On Thu, Dec 2, 2010 at 8:23 PM, "Martin v. Löwis" firstname.lastname@example.org wrote:
In the case of number parsing, I think Python would be better if float() rejected non-ASCII strings, and any support for such parsing should be redone correctly in a different place (preferably along with printing of numbers).
+1. The set of strings currently accepted by the float constructor just seems too ad hoc to be at all useful. Apart from the decimal separator issue, and the question of exactly which decimal digits are accepted and which aren't, there are issues like this one:
x = '\uff11\uff25\uff0b\uff11\uff10' x
Traceback (most recent call last): File "<stdin>", line 1, in <module> UnicodeEncodeError: 'decimal' codec can't encode character '\uff25' in position 1: invalid decimal Unicode string
y = '\uff11E+\uff11\uff10' y
That is, fullwidth *digits* are allowed, but none of the other characters can be fullwidth variants. Unfortunately, a float string doesn't consist solely of digits, and it seems to me to make little sense to allow variation in the digits without allowing corresponding variations in the other characters that might appear ('.', 'e', 'E', '+', '-').

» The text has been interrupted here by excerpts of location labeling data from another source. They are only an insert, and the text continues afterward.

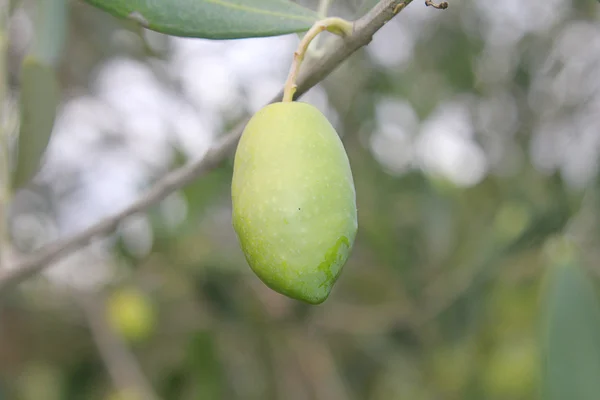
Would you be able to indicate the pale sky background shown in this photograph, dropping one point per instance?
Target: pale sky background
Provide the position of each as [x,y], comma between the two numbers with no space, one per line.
[462,140]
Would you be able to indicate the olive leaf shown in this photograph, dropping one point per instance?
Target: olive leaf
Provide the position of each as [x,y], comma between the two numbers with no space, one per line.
[571,345]
[39,101]
[214,19]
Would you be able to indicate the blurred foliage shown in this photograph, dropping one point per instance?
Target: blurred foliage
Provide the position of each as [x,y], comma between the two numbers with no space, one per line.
[445,295]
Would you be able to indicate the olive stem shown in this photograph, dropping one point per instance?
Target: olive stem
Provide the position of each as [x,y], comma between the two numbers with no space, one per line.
[334,25]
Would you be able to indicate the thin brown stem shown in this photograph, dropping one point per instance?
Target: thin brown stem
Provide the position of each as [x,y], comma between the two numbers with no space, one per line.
[363,32]
[334,25]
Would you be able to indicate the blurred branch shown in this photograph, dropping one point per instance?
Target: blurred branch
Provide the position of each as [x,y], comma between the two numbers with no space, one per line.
[440,6]
[364,29]
[4,123]
[120,363]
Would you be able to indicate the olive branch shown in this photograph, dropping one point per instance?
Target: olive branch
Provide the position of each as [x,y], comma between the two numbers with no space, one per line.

A couple of slightly trickier decisions: (1) the float constructor currently does accept leading and trailing whitespace; should it allow any Unicode whitespace characters here? I'd say yes. (2) For int() rather than float(), there's a bit more value in allowing the variant digits, since it provides an easy way to interpret those digits. The decimal module currently makes use of this, for example (the decimal spec requires that non-European digits be accepted). I'd be happier if this functionality were moved elsewhere, though. The int constructor is, if anything, currently worse off than float, thanks to its attempts to support non-decimal bases.

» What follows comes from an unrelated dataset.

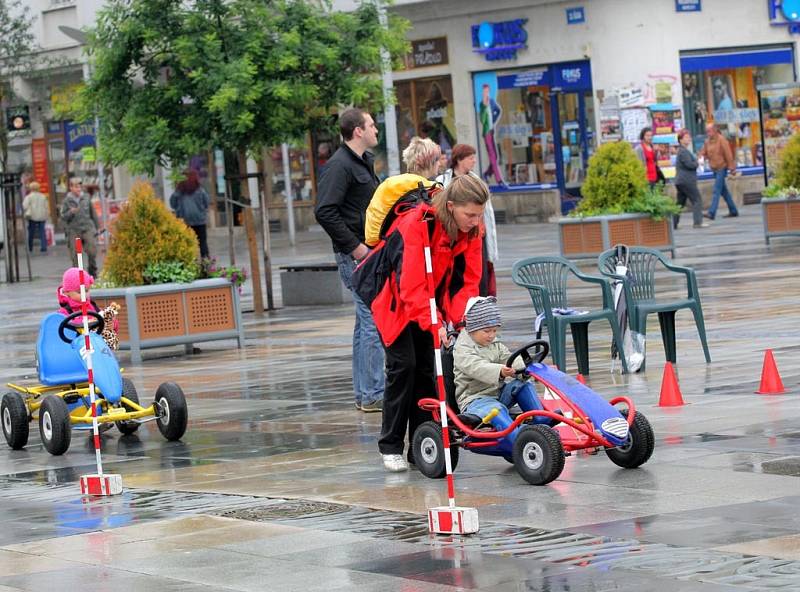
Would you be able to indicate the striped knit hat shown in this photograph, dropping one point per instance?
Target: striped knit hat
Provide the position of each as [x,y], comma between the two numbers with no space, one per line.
[482,313]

There's value in having an easy-to-specify, easy-to-maintain API for these basic builtin functions. For one thing, it helps non-CPython implementations.
The Python 3.x docs apparently introduced a reference to the language spec which is clearly not capturing the wealth of possible inputs.
That documentation update was my fault; I was motivated to make the update by issues unrelated to this one (mostly to do with Python 3's more consistent handling of inf and nan, as a result of all the new float<->string conversion code). If I'd been thinking harder, I would have remembered that float accepted the non-European digits and added a note to that effect. This (unintentional) omission does underline the point that it's difficult right now to document and understand exactly what the float constructor does or doesn't accept.